For the expression of His₁₀-tagged full-length chemerinS157, the plasmid DNA was transformed into competent Escherichia coli BL21 (DE3). , After addition of 1 mM isopropyl β-d-thiogalactopyranoside (IPTG) for the induction of expression, the bacteria were incubated at 37 °C for 6 h, and the cells were harvested and resuspended in base buffer (0.5 M NaCl, 25 mM Tris/HCl, pH 7.8). After cell lysis by using zirconium beads and a high-speed homogenizer, the cell lysates were digested by DNaseI (AppliChem, PanReac A3778,0100 activity 3895.8 U/mg, lot 8C013081). The cell pellet was washed with 0.5% w/v Triton X-100 containing base buffer and base buffer only. The inclusion bodies were solubilized in 8 M urea-containing base buffer.
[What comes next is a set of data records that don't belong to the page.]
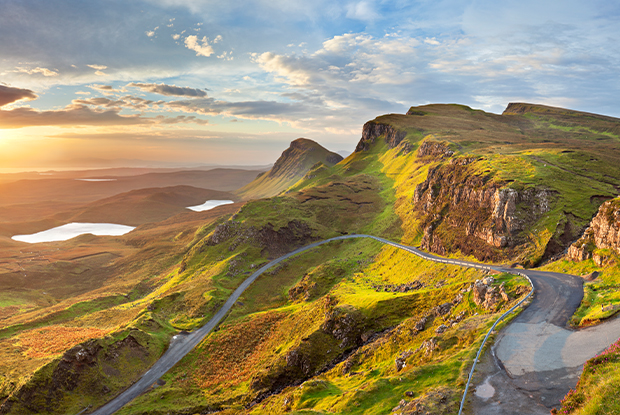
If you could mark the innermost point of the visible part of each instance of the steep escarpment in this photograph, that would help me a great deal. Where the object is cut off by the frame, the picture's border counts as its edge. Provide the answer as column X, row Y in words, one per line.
column 302, row 156
column 93, row 371
column 372, row 130
column 521, row 186
column 460, row 209
column 602, row 238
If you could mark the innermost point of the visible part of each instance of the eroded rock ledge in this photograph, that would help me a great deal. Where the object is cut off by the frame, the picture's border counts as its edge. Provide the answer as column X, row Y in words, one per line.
column 602, row 234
After purification using immobilized Ni-NTA agarose ion chromatography, the protein was eluted from the column with 500 mM imidazole. The protein was refolded stepwise by dialysis, using decreasing urea concentrations and a cysteine/cystamine redox pair. Identity and purity were confirmed via RP-HPLC (Phenomenex Proteo 300 Å C18) and MALDI-TOF-MS (Ultraflex III, Bruker). In a semisynthetic approach, TAMRA-labeled ChemS157 was produced as published recently. Shortly, [K¹⁴¹(TAMRA)]­ChemS157­(135–157), a TAMRA-labeled peptide, and a ChemS157(21–134)-thioester were fused by using native chemical ligation to produce the protein [K¹⁴¹(TAMRA)]­ChemS157.

Cell Culture

HEK293 cells were obtained from Deutsche Sammlung von Mikroorganismen and Zellkulturen (DSMZ) and were cultured in Dulbecco’s modified Eagle’s medium (DMEM)/Ham’s F12 (1:1, v/v, Lonza) supplemented with 15% heat-inactivated fetal bovine serum (FBS, Biochrom). The stable HEK293 cell line containing hCMKLR1b-eYFP and the chimeric G protein Gα_Δ6qi4myr were cultured in DMEM/Ham’s F12 (1:1) supplemented with 15% FBS and 100 μg/mL hygromycin (Invivogen). The vector for the chimeric G protein was kindly provided by E. Kostenis (Rheinische Friedrich-Wilhelms-Universität, Bonn, Germany) for research. All cell lines were split at least twice a week and kept at 37 °C and 5% CO₂ in a humidified atmosphere (standard conditions). For detaching or splitting, the cells were washed with Dulbecco's phosphate-buffered saline (DPBS, Lonza) twice, detached with trypsin/EDTA (Lonza), and resuspended in fresh medium according to further requirements.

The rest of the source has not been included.